SATIE AO SOL

Sem qualquer chance. Sem possibilidade de retorno. Eu havia fugido e era tudo um eterno já/agora/bem na hora/fim.
A volta era impossível, mas doía. Eu estava mudo. Não podia falar, não queria falar. Não havia motivo para falar. Pensava.
Nos ratos que brincavam no capim. Sim, ratos estão sempre brincando. Eles pulam, dão piruetas. Será que o homem não evoluiu do rato ?
Pensava nas formigas, que construíam belas estradas aos meus pés. E pensava que eu poderia estar me tornando um peso para meu amigo Fred, que era quem me arrumava comida.

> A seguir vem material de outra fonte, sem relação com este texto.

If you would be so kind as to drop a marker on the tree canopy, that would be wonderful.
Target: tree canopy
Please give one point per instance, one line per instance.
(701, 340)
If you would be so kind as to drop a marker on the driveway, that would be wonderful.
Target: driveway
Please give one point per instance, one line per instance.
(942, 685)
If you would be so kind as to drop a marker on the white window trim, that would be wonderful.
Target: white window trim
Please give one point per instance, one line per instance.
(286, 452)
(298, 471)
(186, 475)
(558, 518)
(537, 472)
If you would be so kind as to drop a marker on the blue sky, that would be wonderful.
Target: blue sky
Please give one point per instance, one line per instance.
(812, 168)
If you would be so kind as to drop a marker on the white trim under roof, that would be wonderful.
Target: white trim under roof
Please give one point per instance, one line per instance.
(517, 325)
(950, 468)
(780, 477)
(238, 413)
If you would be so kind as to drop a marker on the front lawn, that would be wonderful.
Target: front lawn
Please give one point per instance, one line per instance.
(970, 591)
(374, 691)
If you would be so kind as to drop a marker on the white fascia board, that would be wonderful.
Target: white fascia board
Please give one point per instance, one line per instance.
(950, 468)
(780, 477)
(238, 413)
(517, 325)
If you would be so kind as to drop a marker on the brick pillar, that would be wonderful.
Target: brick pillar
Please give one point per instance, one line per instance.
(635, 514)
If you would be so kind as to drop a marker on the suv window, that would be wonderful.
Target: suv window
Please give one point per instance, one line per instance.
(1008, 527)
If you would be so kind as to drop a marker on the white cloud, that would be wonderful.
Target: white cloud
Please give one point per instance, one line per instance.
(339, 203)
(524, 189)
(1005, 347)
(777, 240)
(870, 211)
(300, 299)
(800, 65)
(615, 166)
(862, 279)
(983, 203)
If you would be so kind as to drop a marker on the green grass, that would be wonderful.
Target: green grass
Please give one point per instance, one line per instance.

Nunca me desesperei. Melancolia. Sim, melancolia amorosa. Eu estava cheio de amor. Eu amava Anita. Mas ela não.
Então fazia sol, era verão e meu cabelo pingava suor. O suor escorria.
Do sobrado, próximo, veio o som de um piano. Alguém tentava tocar. Hesitava, tentava, ia.
Foi nesse dia que conhecí Eric Satie. Acho que eram as Gymnopédies. A mais bela/melancólica/fria/amorosa/solitária/mortal/viva/infantil/eterna música já feita.
Naquela tarde eu me apaixonei por quem tocava aquele piano ( jamais me ocorreu que podia ser um velho gordo. Se era um velho gordo, fui um gay que amou um velho gordo).
Na época eu lia Voltaire e nasceu minha fixação amorosa/sensual pela bela França ( país que foi morto e enterrado na segunda guerra, mas eu não sabia...).
Satie compôs essa trilha. A trilha dos momentos mais verdadeiros que viví. Um brinde de Pernod e uma noite de fumaça de Gitanes.